Giandomenico Tiepolo (Italian, 1727–1804), The Charlatan, 1756, oil on canvas, 31 ¾ x 42 ⅞ in. (80.5 x 109 cm), Museu Nacional d’Art de Catalunya, Barcelona.
Audiences rarely flock to exhibitions about 18th century European art with the enthusiasm shown for Impressionism and ancient Egypt, but the Kimbell Art Museum is hoping Casanova: The Seduction of Europe, on view Aug. 27 through Dec. 31, will change that. Kimbell senior deputy director George Shackelford took a break from installing the show—co-organized with the Fine Arts Museums of San Francisco and the Museum of Fine Arts, Boston—to chat with Devon Britt-Darby.
Even Casanova’s Wikipedia entry is complicated beyond belief. What a life!
GEORGE SHACKELFORD: The nature of his amazing life is why my colleague C.D. Dickerson, who’s now head of sculpture and decorative arts at the National Gallery of Art, got this notion, after reading Casanova’s memoir over a summer vacation, that Casanova would be the ideal personality around which to structure a really exploratory exhibition around the art of the 18th century, which we think is really hard to get people to focus on.
He’s a great hook.
Casanova’s the hook, but he’s an appropriate hook, because he did know Madame de Pompadour; he did know George III; he did know the pope; he did know Catherine the Great; and so, you’re not forcing it. He did go to fancy dinner parties; he did screw around; and he did get thrown in prison.
He could have made the Dos Equis commercials.
Absolutely. You know, the problem is he wasn’t so good-looking, but he was apparently an incredible charmer and, I suppose, a great craftsman in the bed.

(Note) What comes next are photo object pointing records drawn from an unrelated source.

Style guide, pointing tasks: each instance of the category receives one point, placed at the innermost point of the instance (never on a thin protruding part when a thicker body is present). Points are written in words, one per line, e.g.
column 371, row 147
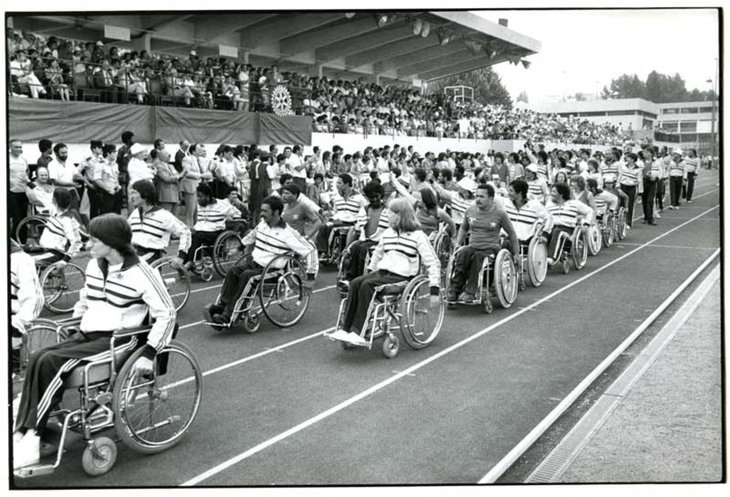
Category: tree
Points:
column 487, row 85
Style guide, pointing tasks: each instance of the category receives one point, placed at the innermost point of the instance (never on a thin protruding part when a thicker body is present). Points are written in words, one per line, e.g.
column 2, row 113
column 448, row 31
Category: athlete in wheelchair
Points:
column 209, row 247
column 606, row 207
column 529, row 218
column 346, row 205
column 394, row 292
column 128, row 376
column 362, row 238
column 567, row 240
column 484, row 264
column 275, row 279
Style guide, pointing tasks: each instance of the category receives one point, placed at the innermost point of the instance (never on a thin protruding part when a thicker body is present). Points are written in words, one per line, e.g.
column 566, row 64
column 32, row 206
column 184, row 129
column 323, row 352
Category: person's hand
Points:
column 143, row 366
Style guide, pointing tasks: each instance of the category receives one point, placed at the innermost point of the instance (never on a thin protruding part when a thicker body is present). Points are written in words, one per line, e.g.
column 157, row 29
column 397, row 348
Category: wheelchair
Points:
column 504, row 284
column 225, row 252
column 150, row 414
column 573, row 248
column 279, row 293
column 533, row 259
column 403, row 307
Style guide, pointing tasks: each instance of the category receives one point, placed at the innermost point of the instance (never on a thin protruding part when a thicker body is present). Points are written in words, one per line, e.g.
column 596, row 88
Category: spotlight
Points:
column 426, row 29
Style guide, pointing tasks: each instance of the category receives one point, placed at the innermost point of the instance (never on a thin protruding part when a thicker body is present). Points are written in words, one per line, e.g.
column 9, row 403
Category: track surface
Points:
column 287, row 407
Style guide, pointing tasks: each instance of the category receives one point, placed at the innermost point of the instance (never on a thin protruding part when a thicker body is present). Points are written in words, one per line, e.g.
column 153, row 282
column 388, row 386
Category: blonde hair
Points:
column 403, row 209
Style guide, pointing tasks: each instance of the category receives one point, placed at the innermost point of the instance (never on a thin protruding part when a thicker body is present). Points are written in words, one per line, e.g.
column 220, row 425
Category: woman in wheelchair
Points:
column 565, row 213
column 397, row 258
column 61, row 238
column 152, row 225
column 212, row 217
column 371, row 223
column 271, row 238
column 120, row 292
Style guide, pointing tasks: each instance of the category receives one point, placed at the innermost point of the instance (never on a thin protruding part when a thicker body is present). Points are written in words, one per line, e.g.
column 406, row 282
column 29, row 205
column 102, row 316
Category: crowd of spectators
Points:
column 53, row 67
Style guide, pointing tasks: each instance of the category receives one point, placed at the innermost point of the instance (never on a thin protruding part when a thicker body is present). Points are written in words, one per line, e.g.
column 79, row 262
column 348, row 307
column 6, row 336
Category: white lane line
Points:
column 543, row 425
column 554, row 466
column 375, row 388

He had a sense of avocation about it, didn’t he?
He really did.
Casual sex wasn’t just casual.
No, no, no, no. You know, he’s born in Venice in the 1720s and his mother’s an actress; she goes off to Dresden and leaves him and puts him in a school. He gets out; he has a law degree at age 16, but he never practices law. He thinks of becoming a preacher for a while, but he never sticks with anything for very long except the lovemaking, which is the constant through-line.
But imagine, in 18th century Europe he logged 14,000 miles of travel, so he really was a mover. So he goes all the way to Constantinople, which is not so far from Venice, but he goes to St. Petersburg and comes back through Poland and through Dresden. He stays for a while in Dresden, and then he’s back down to Venice and then ends up in Bohemia, in kind of a sad way, as the hermit librarian to a minor nobleman. But that gives him the library in which to write this amazing memoir.
Is the exhibition structured biographically?
It’s roughly biographical, though not stupidly so. The first two galleries are about Venice, with a grand gallery of views by Canaletto to start, and a gallery with four Tiepolos about the grandeur of the Venetian interior and the grandness life in Venice. We’ve got a gallery of paintings by artists like Fragonard, Boucher and others that are about lovemaking.
Then there’s a gallery devoted to the notion of the troublemaker. We show paintings by Pietro Longhi about alchemists and a fortune teller and a friar swooning over the cleavage of the lady he’s looking at.
Then there’s the first of three tableaus that we’re doing of mannequins wearing 18th century costumes from the Museum of Fine Arts, Boston’s collection. They’re not just standing there; they’re posed in little tiny dramas—in this case, we see the visitor to a girl who’s living in a convent for her protection. She’s not taking religious orders, but she’s been sent off to the convent school to keep her safe, and this man is coming to visit her there. She’s on the other side of a grate, but he’s passing her a ribbon through the opening.
And then the troublemaker, you have him in prison represented by six fantastic impressions of the Piranesi prisons.
Oh, wow.
They’re these great big engravings and they’re just fantastic.
He escapes from there, and then he goes to Paris. So the central gallery, the biggest single room in the exhibition, is this very red gallery about Paris, with fantastic 18th century French furniture, our big cycle of Boucher paintings, and a tableau of things like toilette sets and snuff boxes and fans and a men’s silver shaving set. And we have a tableau within that of a woman, very fancily dressed sort of à la Boucher, making herself up while her suitor passes a note to her maid.
All of these tableaus have as their backdrop, not some stage set—we wanted something very, very abstract, because you can’t try to do something that doesn’t go with the Kahn building—but these 18th century engravings that we’ve blown up to life size, basically. So it’s like a room in a house as engraved by an 18th century artist and printed in gray on beige—the Kahn colors. So it’s very abstracted and flat—very severe but, I hope, very suggestive.